12 junho 2013

Um pouco de muito amor

A mulher de avental assistia à novela acariciando o pano de prato jogado no ombro, sem se incomodar com o ronco do marido vindo do quarto ali perto. O amor da televisão anestesiava-lhe os sentidos.

No apartamento vizinho, o rapaz de bermuda larga tomava coragem com um gole de água para se declarar à moça que sorria tímido quando para ela ele olhava.

Mas o que escapava dos lábios da moça do sorriso tímido era a saudade de um amor que não volta. Sua irmã, esperançosa, ainda ia. Caminhava para encontrar o homem grisalho do paletó cinza-chumbo, sério demais para a gravata contemporânea, que não combinava com o comportamento antiquado. Enquanto a aguardava, ele olhava para o relógio, sempre tão inconveniente.

Na casa dele, a esposa que gostava de salto alto escolhia no catálogo a próxima viagem de aniversário de casamento. O amor sempre viaja melhor com a tolerância.

A filha adolescente com brincos de tecido vermelho falava derretido ao telefone com o namorado, um moço que todos os dias ficava na fila do pão, esperando crocância, e que todos os dias pagava com dinheiro trocado para a mulher do caixa, entretida com as manchetes da revista de fofocas.

O ator mudou de namorada de novo. A modelo teve um filho com outro cara. A esposa do jogador de futebol ainda chora de desilusão. O neto do ministro casou-se no exterior. O cantor da voz veludosa anunciou o divórcio.

O dono da banca de jornal que veste casaco jeans informa as horas ao rapaz de boné. Sempre elas. As horas. E as moças. O rapaz olha na lista do celular e digita com habilidade um recado genérico: “oi, linda, vamos sair hoje?”. Em cinco horas, dá para sair com duas. Com sorte, três. A matemática do amor tende sempre a multiplicar.

E há aquela mulher que canta afinado sempre caindo na cantada errada. E o taxista aprisionado à viuvez de uma fotografia, cuja filha agora se distrai escolhendo as lembrancinhas do casamento. E o moço triste dos tênis novos, que passa meia hora conversando com o túmulo do grande amor da vida dele, onde deixa as flores preferidas dela. O amor tarda a morrer. E às vezes não renasce.

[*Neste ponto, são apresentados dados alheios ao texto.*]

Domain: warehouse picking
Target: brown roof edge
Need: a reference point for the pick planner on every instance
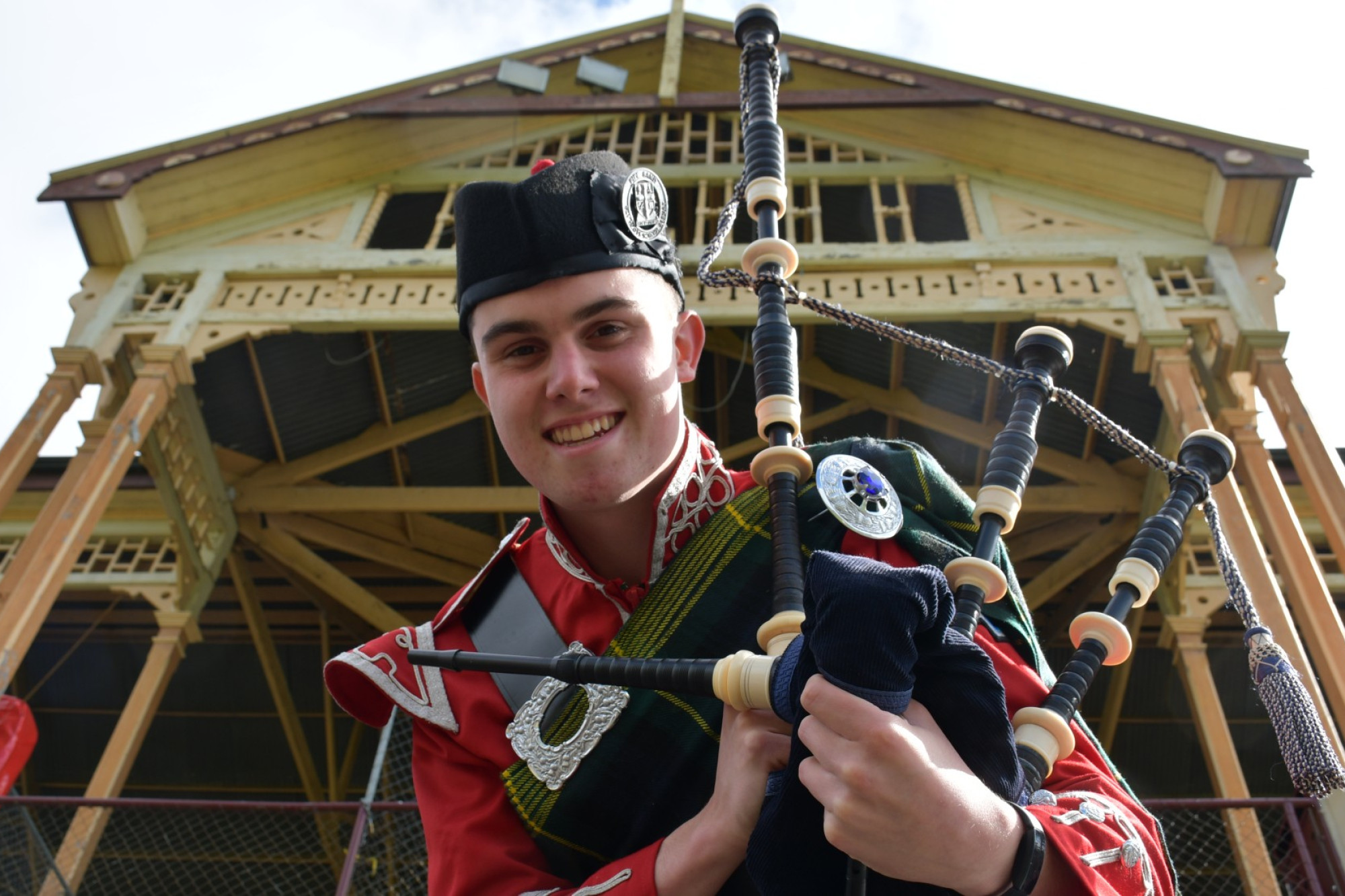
(905, 85)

A enfermeira do batom cor-de-rosa, que cuidou do amor da vida do moço triste, entre um turno e outro cuida de dois, sem nunca auscultar por qual deles seu coração bate mais. A indecisão dela sempre se lembra de uma das amigas, que dança com o vento uma música espanhola do iPod enquanto o jantar para um esquenta no micro-ondas. Porque o homem charmoso que dançava com ela mudou-se para Brasília com um ritmo mais loiro.

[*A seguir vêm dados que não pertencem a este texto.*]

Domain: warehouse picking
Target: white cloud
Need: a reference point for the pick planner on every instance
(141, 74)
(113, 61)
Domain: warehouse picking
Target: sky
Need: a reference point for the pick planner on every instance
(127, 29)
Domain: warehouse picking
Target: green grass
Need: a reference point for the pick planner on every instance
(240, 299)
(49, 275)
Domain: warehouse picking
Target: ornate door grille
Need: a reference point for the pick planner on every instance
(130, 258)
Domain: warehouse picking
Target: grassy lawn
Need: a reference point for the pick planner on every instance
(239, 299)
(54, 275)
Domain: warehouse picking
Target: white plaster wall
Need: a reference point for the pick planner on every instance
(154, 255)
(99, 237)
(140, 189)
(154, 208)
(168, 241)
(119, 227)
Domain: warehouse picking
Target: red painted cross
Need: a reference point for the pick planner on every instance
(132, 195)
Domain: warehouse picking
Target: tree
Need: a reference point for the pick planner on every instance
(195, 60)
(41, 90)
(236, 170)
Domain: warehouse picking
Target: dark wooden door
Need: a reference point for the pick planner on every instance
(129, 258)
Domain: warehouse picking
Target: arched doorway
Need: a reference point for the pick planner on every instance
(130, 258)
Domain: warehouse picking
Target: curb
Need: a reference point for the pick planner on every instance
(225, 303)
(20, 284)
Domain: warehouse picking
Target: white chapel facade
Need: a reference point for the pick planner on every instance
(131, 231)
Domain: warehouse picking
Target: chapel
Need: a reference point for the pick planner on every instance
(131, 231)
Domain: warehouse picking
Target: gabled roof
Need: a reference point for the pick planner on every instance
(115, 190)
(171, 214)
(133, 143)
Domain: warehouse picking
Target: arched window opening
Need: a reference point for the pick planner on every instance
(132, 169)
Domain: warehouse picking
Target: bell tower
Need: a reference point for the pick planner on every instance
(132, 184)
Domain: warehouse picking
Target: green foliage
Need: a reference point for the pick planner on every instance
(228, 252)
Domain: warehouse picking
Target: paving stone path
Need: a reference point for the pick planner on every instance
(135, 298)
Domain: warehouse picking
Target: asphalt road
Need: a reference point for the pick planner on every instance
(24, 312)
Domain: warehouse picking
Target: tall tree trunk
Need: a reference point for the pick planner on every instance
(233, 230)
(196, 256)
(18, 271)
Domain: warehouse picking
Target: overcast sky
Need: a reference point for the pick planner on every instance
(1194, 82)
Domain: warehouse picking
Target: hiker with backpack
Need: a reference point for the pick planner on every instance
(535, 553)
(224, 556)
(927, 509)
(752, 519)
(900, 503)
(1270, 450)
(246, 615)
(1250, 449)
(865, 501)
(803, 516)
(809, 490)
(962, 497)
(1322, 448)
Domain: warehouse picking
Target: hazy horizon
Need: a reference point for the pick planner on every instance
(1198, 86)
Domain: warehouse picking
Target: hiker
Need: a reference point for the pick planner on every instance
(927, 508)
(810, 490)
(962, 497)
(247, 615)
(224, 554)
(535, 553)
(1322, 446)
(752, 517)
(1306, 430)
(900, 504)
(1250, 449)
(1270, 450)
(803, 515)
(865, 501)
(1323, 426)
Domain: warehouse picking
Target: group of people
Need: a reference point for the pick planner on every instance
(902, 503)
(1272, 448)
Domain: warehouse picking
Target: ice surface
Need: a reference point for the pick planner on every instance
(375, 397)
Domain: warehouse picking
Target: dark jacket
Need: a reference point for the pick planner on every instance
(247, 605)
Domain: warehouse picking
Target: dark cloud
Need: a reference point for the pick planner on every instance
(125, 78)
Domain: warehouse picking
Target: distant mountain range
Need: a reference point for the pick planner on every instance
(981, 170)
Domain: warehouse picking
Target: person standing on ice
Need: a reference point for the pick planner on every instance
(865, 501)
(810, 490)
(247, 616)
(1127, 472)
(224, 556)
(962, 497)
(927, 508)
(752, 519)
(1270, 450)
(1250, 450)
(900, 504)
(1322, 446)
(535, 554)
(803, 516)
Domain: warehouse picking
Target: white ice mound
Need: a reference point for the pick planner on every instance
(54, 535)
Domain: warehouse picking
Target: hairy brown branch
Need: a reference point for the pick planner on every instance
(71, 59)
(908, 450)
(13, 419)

Há as moças solitárias em carros próprios que desviam dos homens solitários em carros tão próprios quanto. E o rapaz da camisa xadrez, que pensa não valer a pena dizer ao amigo que o amor que tem por ele é maior que a amizade que pensa que eles têm. E o senhor do bigode curvado que jura pra si nunca mais amar ninguém, já de olho na vizinha sacudida, para quem o amor é simples.

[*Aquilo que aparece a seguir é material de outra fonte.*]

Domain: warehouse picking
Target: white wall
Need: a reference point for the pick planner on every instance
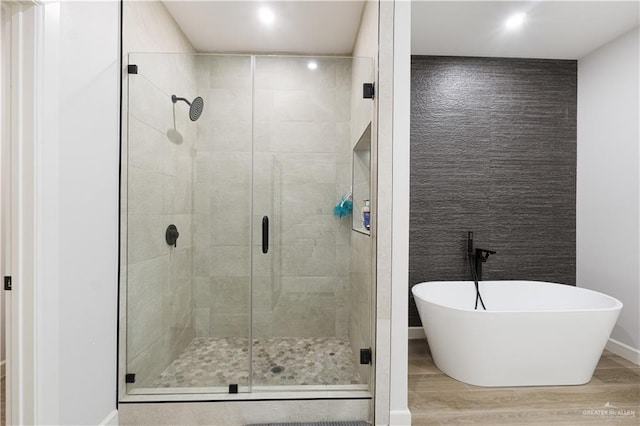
(608, 239)
(399, 412)
(77, 214)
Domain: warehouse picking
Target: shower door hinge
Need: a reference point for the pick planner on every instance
(365, 356)
(368, 90)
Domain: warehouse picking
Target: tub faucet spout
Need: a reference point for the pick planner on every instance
(481, 256)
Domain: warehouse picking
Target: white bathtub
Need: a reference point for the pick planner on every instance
(532, 333)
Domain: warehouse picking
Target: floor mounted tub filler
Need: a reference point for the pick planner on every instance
(532, 333)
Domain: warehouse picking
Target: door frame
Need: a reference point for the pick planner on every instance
(22, 27)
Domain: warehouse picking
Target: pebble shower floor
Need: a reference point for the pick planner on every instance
(209, 362)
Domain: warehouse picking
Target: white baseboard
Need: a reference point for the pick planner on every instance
(400, 418)
(416, 333)
(624, 351)
(111, 419)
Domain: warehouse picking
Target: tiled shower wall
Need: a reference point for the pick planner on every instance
(493, 150)
(159, 193)
(302, 166)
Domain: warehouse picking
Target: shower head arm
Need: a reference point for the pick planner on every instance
(175, 99)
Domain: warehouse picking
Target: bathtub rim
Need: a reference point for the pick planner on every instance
(618, 305)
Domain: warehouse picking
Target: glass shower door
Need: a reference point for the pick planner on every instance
(188, 246)
(302, 304)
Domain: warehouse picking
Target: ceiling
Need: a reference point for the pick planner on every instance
(552, 30)
(302, 26)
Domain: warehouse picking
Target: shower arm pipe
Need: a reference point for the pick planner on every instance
(175, 99)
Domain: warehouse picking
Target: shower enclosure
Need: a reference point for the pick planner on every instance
(235, 274)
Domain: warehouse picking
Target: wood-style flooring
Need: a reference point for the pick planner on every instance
(2, 400)
(612, 397)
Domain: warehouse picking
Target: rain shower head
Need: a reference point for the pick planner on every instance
(195, 107)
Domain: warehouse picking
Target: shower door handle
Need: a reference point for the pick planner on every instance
(265, 234)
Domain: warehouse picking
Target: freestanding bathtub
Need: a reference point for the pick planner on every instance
(532, 333)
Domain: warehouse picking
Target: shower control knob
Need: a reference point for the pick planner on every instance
(171, 235)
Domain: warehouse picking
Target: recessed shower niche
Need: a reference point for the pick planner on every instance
(249, 291)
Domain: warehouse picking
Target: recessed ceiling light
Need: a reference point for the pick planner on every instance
(266, 16)
(515, 21)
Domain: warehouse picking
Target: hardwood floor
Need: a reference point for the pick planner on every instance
(2, 400)
(611, 397)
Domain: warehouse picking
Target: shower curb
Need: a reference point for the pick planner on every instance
(359, 423)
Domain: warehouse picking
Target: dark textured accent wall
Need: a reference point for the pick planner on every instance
(493, 150)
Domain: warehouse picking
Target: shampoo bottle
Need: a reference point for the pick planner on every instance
(366, 215)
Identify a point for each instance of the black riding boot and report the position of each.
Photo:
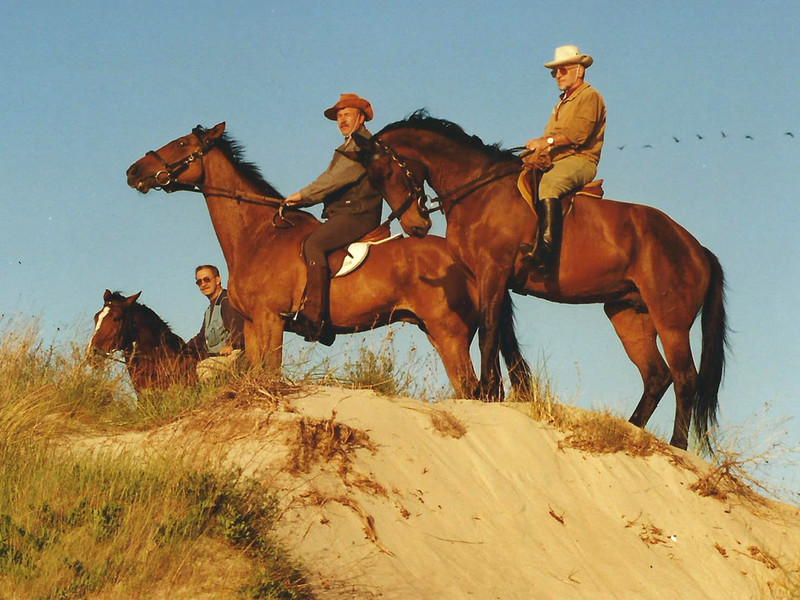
(544, 256)
(313, 322)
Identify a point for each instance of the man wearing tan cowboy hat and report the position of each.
(352, 208)
(574, 138)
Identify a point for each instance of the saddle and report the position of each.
(345, 261)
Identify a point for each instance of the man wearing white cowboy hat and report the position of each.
(352, 208)
(574, 138)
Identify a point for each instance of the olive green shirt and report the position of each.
(343, 187)
(581, 117)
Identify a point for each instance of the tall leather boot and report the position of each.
(544, 256)
(314, 318)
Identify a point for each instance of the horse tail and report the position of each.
(712, 359)
(518, 370)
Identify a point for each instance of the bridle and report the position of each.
(415, 189)
(128, 339)
(166, 179)
(171, 171)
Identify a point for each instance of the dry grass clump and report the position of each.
(447, 424)
(597, 432)
(604, 432)
(313, 442)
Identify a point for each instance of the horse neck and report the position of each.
(152, 337)
(449, 164)
(234, 222)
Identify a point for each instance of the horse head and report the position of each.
(110, 325)
(390, 174)
(176, 165)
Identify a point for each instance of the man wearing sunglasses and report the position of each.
(220, 343)
(574, 138)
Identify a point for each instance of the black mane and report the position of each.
(234, 152)
(421, 119)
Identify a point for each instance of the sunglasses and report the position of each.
(561, 70)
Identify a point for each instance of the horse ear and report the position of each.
(216, 131)
(131, 299)
(351, 154)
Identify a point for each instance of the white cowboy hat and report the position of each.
(569, 55)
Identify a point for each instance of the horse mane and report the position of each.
(234, 152)
(153, 321)
(421, 119)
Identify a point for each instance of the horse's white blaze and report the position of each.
(102, 315)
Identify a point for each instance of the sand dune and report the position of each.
(392, 498)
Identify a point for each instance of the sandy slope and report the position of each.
(381, 504)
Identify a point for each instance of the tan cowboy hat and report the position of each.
(569, 55)
(350, 101)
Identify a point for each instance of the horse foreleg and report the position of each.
(451, 341)
(519, 371)
(684, 376)
(638, 335)
(491, 303)
(264, 343)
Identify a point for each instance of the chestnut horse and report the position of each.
(411, 279)
(650, 274)
(154, 355)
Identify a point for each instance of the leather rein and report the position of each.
(417, 194)
(166, 180)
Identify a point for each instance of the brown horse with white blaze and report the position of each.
(410, 279)
(154, 355)
(652, 276)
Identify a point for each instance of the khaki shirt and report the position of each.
(582, 118)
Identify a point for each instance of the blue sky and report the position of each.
(90, 88)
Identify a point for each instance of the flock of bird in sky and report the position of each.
(701, 137)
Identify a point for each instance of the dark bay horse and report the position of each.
(651, 275)
(154, 355)
(412, 279)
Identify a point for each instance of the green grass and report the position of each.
(81, 524)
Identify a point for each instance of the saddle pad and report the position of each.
(356, 253)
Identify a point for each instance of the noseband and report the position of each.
(416, 191)
(171, 171)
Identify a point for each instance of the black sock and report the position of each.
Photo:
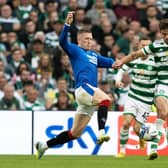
(102, 116)
(60, 139)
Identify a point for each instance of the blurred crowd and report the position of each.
(35, 73)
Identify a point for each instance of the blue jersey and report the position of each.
(84, 63)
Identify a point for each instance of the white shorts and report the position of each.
(161, 90)
(84, 100)
(138, 109)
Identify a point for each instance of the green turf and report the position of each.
(15, 161)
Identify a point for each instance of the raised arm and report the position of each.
(129, 58)
(63, 39)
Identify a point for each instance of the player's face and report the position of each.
(144, 43)
(165, 35)
(85, 40)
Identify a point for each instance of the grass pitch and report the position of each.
(25, 161)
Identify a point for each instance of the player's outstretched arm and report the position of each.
(69, 18)
(129, 58)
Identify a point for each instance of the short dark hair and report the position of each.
(163, 24)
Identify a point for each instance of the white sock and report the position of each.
(159, 124)
(101, 132)
(45, 146)
(123, 148)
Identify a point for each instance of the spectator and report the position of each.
(126, 9)
(23, 10)
(96, 10)
(14, 42)
(15, 58)
(9, 101)
(33, 54)
(7, 21)
(52, 38)
(28, 32)
(123, 43)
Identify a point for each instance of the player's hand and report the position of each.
(119, 84)
(117, 64)
(69, 18)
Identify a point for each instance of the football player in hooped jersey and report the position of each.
(85, 65)
(159, 49)
(140, 95)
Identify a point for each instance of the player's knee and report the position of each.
(126, 124)
(105, 102)
(136, 129)
(75, 134)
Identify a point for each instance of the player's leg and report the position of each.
(103, 101)
(124, 134)
(162, 111)
(82, 117)
(142, 142)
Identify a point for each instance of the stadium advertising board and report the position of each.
(16, 132)
(49, 124)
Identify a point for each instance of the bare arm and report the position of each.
(129, 58)
(132, 56)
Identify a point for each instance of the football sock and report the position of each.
(102, 113)
(123, 139)
(102, 117)
(154, 143)
(159, 124)
(62, 138)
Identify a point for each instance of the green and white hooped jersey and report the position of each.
(159, 49)
(144, 77)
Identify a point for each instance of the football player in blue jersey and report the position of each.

Há também o homem do futuro, para quem um dia tudo acontece. Um dia que nunca chega, como o amor arrebatador da novela a que a mulher de avental assiste, acariciando o pano de prato.

Uns esperam. Outros vivem.
Uns experimentam. Outros traem.
Todos se machucam.
E amam.

Vertumne e Pomone, escultura de 1905, atualmente no Museu Rodin, em Paris, feita por Camille Claudel, uma talentosa francesa que se envolveu com Rodin. Mas para ele, Camille era uma aventura. Acabou preferindo a namorada a ela. O rompimento deles colaborou para Camille enlouquecer, até ser internada em uma instituição psiquiátrica, onde morreu aos 79 anos de idade.
Uma história de amor triste e real. 

3 comentários:

Raphael disse...

Lindo...

Sempre passo aqui com a esperança de ler um novo texto seu.

Amandita disse...

Lindo! Acabei aqui por acaso e voltarei mais vezes! :)

tania disse...

Sempre te visito. Sempre gosto muito.